I appreciate those of you who I know in real life, who have come here to get a glimpse of my parenting experience, and I don't want to scare you out of my life. At the same time, I honestly don't see a little second guessing or careful thinking as a bad thing. I just read a piece about the difficulty of Aboriginal-European Australian relations and the advice to the immigrant was "speak carefully, ask questions thoughtfully, and above all else, listen." Racism IS all around us, whether I'm on hyper alert or in oblivious mode. I am paying attention to the "pings" on my radar because whether I regard them and formulate a response, or choose to stay silent, I am dialing into the world that my son will experience. He can do it with our help, or we can set him to do it alone. One day he'll have to take the world and its injustice on by himself, but not today.




1- "choosing to minimize or disregard a person's color is part of white privilege.": A person saying they don't "notice" color does not mean they are minimizing or disregarding their race. It may simply mean it is not foremost in their impression or their opinion of that person.

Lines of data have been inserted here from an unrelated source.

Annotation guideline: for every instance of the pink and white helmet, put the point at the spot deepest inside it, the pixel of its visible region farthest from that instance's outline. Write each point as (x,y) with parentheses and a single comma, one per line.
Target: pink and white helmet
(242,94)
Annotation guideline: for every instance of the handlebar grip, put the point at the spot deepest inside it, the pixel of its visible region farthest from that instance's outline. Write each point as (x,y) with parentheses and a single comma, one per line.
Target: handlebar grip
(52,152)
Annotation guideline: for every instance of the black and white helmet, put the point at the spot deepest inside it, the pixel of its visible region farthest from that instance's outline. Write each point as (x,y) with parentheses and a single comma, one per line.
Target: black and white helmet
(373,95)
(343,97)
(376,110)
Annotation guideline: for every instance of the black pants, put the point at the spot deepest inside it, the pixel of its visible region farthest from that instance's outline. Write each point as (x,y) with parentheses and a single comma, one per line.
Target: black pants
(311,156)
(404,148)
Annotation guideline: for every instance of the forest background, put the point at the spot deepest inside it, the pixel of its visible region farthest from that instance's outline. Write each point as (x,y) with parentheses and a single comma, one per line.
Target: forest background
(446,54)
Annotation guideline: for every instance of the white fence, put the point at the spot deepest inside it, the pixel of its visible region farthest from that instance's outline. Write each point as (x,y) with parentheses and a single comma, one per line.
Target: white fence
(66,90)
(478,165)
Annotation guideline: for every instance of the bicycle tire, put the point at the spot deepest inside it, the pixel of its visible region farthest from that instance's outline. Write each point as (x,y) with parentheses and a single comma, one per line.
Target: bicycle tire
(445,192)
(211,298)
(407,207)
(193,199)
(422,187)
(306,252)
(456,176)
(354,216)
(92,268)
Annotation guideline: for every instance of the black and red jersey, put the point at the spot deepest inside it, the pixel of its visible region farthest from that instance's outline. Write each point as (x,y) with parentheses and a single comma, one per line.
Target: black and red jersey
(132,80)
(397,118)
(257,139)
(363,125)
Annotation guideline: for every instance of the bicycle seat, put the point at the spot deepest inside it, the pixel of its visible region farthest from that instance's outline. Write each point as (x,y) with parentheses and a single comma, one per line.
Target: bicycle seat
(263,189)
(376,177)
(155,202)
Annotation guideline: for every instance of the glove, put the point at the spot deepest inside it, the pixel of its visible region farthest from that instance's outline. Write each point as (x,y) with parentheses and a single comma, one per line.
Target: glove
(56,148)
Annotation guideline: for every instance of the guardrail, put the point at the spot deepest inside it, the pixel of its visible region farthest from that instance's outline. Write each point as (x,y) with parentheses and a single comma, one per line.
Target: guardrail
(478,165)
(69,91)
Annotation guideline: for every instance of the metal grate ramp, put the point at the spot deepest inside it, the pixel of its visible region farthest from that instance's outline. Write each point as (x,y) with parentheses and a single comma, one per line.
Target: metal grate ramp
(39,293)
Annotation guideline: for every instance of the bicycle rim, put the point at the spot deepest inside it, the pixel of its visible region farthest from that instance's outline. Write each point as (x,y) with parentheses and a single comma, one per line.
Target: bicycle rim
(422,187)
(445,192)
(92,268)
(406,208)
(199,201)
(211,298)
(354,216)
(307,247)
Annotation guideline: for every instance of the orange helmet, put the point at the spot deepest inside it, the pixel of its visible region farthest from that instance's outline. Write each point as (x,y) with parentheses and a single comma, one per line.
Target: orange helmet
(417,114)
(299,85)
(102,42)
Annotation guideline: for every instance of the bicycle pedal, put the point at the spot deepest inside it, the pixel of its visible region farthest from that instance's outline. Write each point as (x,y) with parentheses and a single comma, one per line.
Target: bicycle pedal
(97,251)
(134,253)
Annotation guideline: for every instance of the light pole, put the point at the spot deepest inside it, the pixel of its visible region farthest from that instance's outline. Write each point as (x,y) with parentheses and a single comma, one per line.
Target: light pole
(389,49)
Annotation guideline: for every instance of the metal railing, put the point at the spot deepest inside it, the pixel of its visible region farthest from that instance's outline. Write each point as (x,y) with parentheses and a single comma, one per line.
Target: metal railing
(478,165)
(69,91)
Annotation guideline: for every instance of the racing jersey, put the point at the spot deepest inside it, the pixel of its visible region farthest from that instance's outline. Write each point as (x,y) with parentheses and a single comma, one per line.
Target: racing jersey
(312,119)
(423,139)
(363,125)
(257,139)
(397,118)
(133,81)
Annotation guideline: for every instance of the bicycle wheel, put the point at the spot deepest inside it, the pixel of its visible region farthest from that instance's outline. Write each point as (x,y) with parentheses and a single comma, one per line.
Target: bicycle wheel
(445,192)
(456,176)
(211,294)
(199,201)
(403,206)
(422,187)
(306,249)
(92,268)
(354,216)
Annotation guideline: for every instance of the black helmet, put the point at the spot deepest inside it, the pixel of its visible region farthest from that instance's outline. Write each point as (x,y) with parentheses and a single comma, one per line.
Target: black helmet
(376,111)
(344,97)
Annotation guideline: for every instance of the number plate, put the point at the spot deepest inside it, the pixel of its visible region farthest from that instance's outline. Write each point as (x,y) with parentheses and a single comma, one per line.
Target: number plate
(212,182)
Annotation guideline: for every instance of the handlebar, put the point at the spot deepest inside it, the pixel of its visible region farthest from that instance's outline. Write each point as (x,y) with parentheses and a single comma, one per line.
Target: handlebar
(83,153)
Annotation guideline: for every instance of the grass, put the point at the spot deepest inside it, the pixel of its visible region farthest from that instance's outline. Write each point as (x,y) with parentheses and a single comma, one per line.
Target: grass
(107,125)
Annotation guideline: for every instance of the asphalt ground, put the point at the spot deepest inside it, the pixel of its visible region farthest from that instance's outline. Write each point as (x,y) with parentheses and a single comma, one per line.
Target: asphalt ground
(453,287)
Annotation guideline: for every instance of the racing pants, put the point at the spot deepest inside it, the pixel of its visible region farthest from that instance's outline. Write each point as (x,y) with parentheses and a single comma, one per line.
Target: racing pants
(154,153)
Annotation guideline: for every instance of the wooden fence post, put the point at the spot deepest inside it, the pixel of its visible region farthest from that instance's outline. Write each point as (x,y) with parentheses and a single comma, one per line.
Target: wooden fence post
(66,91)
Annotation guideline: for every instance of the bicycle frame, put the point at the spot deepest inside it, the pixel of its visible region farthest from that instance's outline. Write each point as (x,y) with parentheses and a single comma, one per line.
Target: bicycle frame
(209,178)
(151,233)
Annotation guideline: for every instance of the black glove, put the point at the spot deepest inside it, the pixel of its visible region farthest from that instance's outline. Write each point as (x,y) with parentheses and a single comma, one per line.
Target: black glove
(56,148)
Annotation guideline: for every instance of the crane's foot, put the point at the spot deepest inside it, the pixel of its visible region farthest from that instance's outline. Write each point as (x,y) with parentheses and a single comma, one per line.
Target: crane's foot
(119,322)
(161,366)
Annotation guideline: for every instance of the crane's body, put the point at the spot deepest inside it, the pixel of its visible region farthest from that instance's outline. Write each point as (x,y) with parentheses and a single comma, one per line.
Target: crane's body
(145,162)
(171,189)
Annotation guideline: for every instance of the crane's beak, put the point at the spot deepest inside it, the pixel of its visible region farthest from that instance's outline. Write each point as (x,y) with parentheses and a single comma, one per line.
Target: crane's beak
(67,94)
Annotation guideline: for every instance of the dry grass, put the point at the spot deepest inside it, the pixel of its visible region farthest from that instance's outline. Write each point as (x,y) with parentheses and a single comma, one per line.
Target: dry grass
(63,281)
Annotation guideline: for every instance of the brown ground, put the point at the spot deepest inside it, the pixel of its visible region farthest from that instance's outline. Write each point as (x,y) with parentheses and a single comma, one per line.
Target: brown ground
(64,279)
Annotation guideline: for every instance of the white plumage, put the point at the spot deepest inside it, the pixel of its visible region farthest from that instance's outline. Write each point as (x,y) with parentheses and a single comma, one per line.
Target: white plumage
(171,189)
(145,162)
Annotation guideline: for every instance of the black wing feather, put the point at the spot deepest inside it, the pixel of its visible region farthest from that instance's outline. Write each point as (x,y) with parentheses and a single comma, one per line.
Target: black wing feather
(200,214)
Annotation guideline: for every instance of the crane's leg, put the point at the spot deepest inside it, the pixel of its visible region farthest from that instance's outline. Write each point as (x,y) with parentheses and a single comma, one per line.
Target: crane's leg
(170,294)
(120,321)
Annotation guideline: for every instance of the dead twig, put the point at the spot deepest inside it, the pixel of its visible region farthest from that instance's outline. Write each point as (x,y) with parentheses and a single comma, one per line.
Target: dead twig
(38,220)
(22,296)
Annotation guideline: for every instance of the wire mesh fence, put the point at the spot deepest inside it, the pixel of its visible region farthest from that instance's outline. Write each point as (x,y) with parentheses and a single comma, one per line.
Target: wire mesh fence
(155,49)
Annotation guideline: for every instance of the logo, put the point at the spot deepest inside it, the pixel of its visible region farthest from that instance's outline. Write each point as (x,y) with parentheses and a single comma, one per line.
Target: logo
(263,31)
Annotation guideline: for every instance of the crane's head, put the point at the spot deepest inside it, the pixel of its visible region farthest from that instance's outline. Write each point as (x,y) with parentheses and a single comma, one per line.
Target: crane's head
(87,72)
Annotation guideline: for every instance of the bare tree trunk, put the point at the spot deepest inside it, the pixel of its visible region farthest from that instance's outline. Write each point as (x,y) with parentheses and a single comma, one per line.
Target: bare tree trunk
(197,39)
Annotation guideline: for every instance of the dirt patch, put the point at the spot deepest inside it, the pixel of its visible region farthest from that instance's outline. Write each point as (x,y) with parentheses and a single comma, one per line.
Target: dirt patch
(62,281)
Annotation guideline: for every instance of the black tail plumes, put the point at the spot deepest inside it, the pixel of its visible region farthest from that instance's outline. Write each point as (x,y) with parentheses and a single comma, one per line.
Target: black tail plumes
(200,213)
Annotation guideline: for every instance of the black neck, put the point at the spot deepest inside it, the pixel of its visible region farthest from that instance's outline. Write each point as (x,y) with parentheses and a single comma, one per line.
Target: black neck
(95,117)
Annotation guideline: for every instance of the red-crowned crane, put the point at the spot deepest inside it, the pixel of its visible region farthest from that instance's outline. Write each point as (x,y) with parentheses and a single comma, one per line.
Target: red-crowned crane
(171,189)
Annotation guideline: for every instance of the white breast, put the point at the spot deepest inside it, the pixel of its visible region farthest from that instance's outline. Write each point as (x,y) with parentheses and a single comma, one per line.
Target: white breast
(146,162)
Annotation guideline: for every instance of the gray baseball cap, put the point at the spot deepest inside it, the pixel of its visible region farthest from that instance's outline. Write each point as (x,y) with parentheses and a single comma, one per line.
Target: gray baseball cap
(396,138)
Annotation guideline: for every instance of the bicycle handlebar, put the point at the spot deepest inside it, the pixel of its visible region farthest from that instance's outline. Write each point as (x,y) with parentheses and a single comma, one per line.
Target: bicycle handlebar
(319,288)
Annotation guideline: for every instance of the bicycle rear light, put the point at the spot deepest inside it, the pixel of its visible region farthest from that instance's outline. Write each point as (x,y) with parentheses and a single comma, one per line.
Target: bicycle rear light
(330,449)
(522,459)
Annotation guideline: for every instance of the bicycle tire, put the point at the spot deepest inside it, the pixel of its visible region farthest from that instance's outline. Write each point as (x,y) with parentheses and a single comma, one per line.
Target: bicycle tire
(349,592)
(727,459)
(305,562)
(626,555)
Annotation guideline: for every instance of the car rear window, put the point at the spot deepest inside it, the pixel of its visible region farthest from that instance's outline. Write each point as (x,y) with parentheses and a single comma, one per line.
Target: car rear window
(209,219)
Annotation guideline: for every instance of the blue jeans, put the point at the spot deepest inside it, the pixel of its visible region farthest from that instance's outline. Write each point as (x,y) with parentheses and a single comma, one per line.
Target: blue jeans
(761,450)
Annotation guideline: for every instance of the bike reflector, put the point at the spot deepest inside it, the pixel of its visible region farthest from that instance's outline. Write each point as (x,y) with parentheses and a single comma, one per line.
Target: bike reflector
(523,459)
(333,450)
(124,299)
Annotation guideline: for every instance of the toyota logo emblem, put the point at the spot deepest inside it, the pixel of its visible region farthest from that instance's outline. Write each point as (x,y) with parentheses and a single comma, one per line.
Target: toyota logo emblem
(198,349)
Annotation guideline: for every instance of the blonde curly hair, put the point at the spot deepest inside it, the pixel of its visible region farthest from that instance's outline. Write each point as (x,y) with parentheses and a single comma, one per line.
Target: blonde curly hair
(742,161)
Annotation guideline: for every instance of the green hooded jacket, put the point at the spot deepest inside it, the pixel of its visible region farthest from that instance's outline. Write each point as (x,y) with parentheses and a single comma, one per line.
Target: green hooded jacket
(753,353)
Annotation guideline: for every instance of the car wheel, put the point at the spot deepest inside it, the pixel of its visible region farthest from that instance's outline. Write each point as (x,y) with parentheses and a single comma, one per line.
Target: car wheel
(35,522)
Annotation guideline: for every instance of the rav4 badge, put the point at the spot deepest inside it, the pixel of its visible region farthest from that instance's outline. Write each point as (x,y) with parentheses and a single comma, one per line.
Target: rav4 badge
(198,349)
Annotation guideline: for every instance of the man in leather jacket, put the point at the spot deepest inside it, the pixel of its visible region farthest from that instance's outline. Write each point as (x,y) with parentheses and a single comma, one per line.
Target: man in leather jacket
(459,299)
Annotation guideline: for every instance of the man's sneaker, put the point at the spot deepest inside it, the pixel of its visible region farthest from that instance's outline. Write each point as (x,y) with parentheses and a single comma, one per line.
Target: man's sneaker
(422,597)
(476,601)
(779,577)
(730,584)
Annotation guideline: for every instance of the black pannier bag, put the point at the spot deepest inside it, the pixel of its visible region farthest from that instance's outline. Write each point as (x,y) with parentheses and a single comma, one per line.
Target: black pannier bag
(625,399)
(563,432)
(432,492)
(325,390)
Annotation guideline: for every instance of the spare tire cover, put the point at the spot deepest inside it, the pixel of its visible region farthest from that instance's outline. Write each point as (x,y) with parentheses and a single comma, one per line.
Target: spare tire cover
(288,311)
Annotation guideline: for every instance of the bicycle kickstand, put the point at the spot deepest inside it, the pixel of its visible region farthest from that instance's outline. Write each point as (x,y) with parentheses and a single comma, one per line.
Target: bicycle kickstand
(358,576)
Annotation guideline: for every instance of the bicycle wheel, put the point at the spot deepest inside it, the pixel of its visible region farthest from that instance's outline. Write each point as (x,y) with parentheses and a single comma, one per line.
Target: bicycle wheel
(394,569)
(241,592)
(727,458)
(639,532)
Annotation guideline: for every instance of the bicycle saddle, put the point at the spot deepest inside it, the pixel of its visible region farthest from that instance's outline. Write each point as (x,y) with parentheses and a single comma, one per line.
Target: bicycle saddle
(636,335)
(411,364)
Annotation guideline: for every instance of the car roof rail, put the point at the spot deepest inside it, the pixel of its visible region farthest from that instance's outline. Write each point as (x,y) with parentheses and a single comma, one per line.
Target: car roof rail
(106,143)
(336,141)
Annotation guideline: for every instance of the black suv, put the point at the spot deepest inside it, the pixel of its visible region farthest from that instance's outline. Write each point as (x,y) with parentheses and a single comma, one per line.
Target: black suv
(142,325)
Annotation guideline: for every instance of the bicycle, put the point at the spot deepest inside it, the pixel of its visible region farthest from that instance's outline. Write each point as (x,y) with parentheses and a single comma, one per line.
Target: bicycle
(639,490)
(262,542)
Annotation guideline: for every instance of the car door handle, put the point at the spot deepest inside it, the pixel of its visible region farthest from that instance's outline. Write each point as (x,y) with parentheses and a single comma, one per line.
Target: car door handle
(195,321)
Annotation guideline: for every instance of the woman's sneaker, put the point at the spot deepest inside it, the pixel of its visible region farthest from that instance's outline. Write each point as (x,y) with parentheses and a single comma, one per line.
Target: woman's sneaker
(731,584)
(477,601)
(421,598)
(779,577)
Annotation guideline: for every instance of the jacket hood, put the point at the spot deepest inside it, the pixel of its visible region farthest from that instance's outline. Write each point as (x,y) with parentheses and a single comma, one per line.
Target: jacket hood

2- "Ambivalence about race is the luxury of a person who does not experience discrimination based on their race": Ambivalence about race is not a bad thing. These people mean it in a way such as they have no preference for one over the other. They are not all discounting the race of a person as in the culture and heritage of their ethnicity that makes up who they are. They are simply saying they don't think of them as being different as a person. There is nothing more to it than that. They are saying that they see a person, a human being, who may have a different color of skin, but is living in the same country, in the same world, as anyone else; white, black, tan or whatever. Skin color is not the total of who they are. Not the total. Not "noticing" skin tone does not equal parents not noticing who they are as a person, ethnicity included.
As much as you have stereotyped people who are not in your position and may misspeak things (according to you), I think you are just as guilty of jumping to conclusions and only looking at the way you see things as anyone on any side of this difference.